A further option for the load control action module 716, which can be used in addition to, or instead of, the method just described, is to seek a correlation between the given failure and the actions or outputs of existing ultimate load control features 727 that may be in place to protect against high or extreme loads. One example of such a control feature is described in EP 2 655 875, and is designed to realise rapid, infrequent individual blade pitch control actions that keep blade extreme loads within design loads when a turbine is situated in complex terrain. Similarly to both the CMS control action and the load sensing action described above, a correlation between the frequency with which one or more of these load control features is triggered and eventual failure due to extreme loading can be used to inform the power demand issued by the extreme load controller. Specifically, when the real-time frequency of triggering is fed from load control features 727 to the load control action module 716, that module may again act to override or otherwise to temper the power demand that results from looking up the suitable over-rated power level in look-up table 712. The reductions in over-rating commanded by modules 714 and 716 may again be implemented either within these modules, or by logic block 708. Where two or more of the extension modules just described are implemented, the power demand P Dgxt output by the extreme load controller 710 should be the lowest of the various power demands determined by each of those modules to be safe or appropriate given the conditions on the basis of which they operate. Accordingly, logic block 708 may include a MIN function, the task of which is to receive the compare the various 'safe' power demands determined by modules 712, 714 and/or 716 and to pass the lowest of these as the maximum safe power demand P Dext , which may or may not be an over-rated power demand, to the global MI N function 308 of the over-rating controller 701.

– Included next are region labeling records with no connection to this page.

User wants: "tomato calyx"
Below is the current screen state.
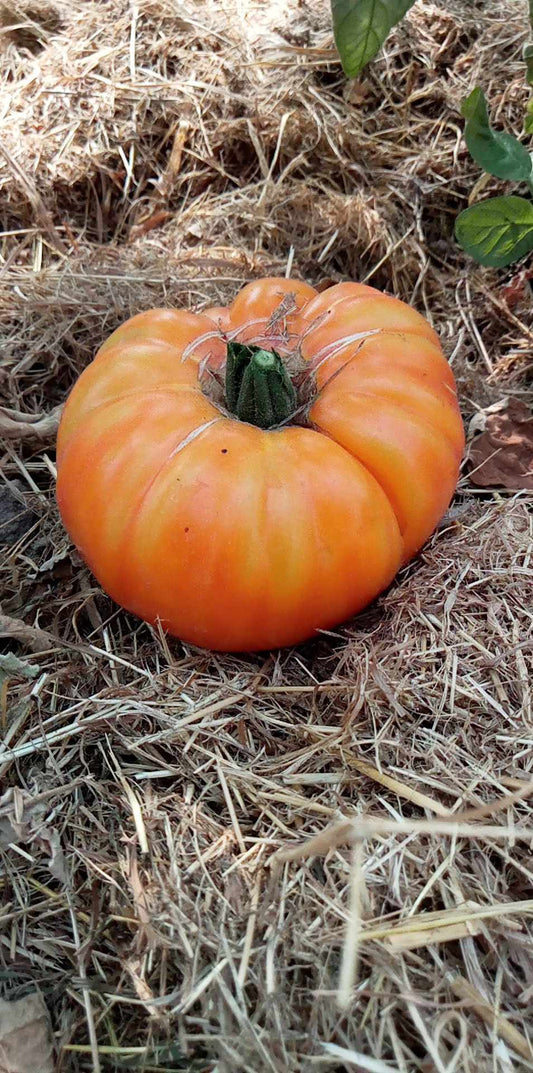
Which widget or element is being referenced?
[225,342,297,429]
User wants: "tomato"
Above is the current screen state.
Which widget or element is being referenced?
[57,279,464,651]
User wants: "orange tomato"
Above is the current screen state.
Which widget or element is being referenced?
[57,279,464,651]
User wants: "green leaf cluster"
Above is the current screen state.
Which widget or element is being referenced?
[331,0,415,78]
[456,90,533,268]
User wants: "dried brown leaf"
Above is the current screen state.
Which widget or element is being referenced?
[0,991,54,1073]
[469,398,533,491]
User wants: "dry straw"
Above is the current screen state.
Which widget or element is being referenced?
[0,0,533,1073]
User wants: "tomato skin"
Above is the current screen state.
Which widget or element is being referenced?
[57,279,464,651]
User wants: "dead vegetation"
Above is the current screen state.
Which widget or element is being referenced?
[0,0,533,1073]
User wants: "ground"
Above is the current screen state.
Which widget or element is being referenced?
[0,0,533,1073]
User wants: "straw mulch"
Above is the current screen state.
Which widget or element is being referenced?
[0,0,533,1073]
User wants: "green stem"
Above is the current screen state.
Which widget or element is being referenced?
[226,342,297,428]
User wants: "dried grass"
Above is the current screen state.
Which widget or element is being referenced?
[0,0,533,1073]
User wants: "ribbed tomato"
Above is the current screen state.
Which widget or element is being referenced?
[57,279,464,651]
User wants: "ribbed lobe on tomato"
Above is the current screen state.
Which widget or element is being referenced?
[300,291,439,365]
[315,330,457,398]
[230,276,316,354]
[57,340,198,458]
[97,309,225,368]
[115,421,402,650]
[57,391,221,606]
[310,358,463,561]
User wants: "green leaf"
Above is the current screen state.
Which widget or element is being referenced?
[331,0,415,78]
[522,44,533,86]
[0,652,40,686]
[456,196,533,268]
[523,100,533,134]
[461,88,532,182]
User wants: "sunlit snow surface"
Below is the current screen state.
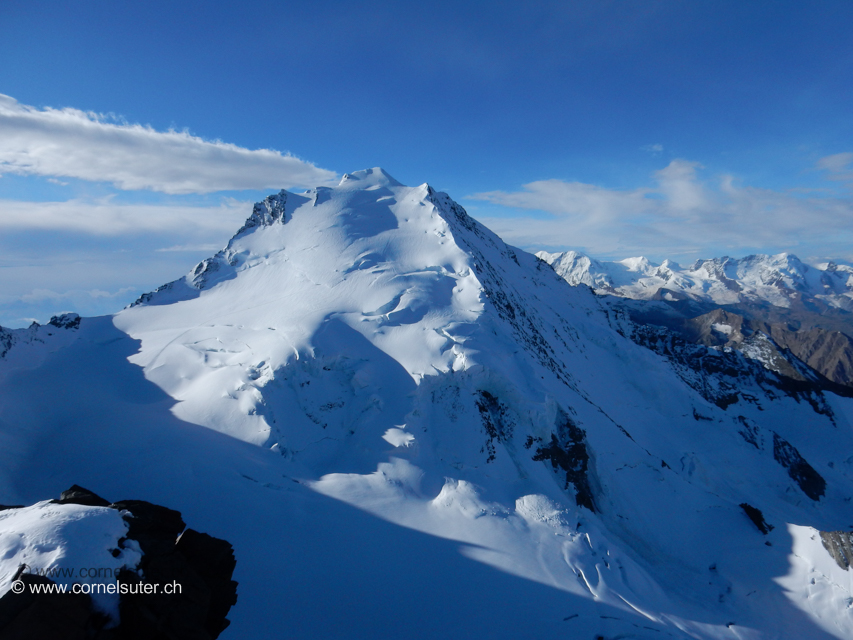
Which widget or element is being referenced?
[0,169,853,638]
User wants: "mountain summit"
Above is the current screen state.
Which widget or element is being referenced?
[0,169,853,638]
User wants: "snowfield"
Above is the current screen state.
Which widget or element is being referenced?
[0,169,853,639]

The advantage of the CMS-based approach, the use of real-time load sensor input and the use of real-time load control trigger frequency input is that the operation of the extreme load controller 710 is adapted more precisely to the local site conditions of the location on which the turbine stands via the use of high-frequency real-time data, rather than relying solely on purely offline calculations.

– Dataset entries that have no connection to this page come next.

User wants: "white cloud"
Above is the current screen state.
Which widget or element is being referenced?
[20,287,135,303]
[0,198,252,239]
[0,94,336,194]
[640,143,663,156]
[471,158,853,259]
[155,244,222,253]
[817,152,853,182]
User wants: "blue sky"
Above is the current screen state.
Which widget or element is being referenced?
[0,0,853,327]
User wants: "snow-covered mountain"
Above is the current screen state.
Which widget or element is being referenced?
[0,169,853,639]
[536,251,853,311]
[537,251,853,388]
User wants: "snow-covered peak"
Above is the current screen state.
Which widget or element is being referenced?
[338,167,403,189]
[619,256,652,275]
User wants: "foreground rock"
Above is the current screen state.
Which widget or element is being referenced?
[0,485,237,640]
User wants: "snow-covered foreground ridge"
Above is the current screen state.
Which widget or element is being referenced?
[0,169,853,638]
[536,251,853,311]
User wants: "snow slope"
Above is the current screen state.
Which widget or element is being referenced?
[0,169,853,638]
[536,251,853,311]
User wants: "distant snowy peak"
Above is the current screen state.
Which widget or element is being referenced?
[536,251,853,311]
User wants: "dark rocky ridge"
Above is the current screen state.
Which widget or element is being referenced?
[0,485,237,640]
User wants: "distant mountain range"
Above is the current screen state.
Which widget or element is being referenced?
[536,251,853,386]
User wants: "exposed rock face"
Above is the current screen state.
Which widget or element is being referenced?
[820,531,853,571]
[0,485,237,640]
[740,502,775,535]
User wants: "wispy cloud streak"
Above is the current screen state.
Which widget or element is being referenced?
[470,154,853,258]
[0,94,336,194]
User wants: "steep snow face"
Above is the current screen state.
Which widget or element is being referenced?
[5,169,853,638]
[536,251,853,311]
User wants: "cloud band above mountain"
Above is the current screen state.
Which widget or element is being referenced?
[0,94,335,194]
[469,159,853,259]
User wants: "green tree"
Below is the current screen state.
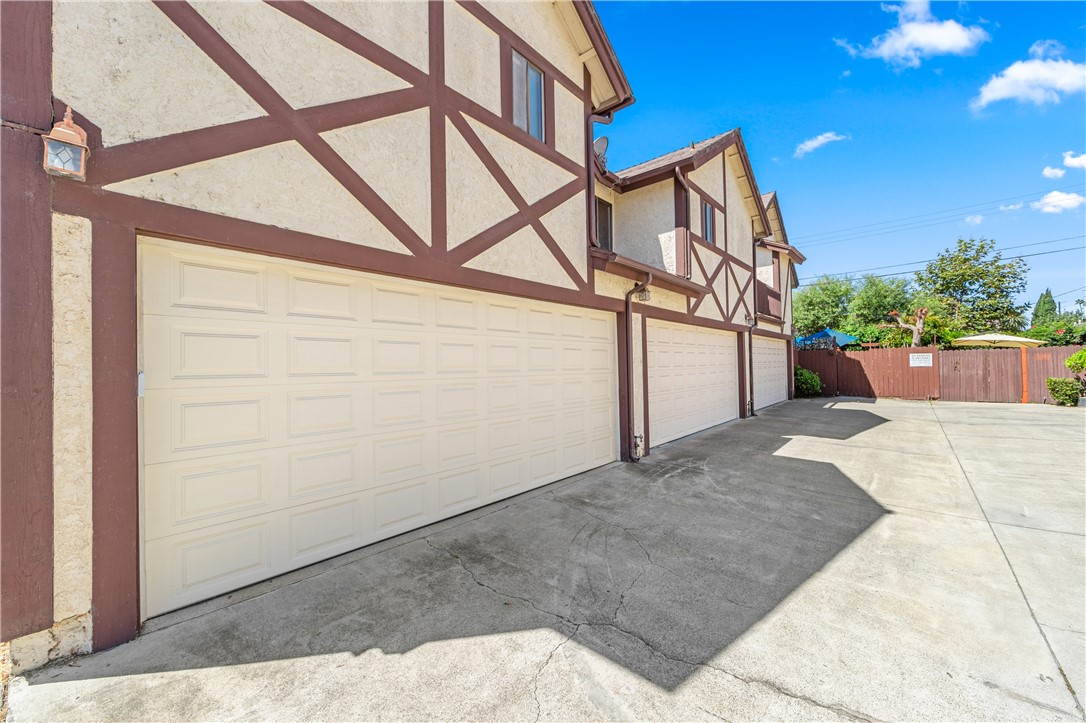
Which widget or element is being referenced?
[792,276,853,335]
[1030,289,1059,327]
[917,239,1028,332]
[848,274,911,327]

It should be noted that embodiments of the invention may be applied both to constant- speed and to variable-speed turbines. The turbine may employ active pitch control, whereby power limitation above rated wind speed is achieved by feathering: rotating all or part of each blade to reduce the angle of attack. Alternatively, the turbine may employ active stall control, which achieves power limitation above rated wind speed by pitching the blades into stall, in the opposite direction to that used in active pitch control.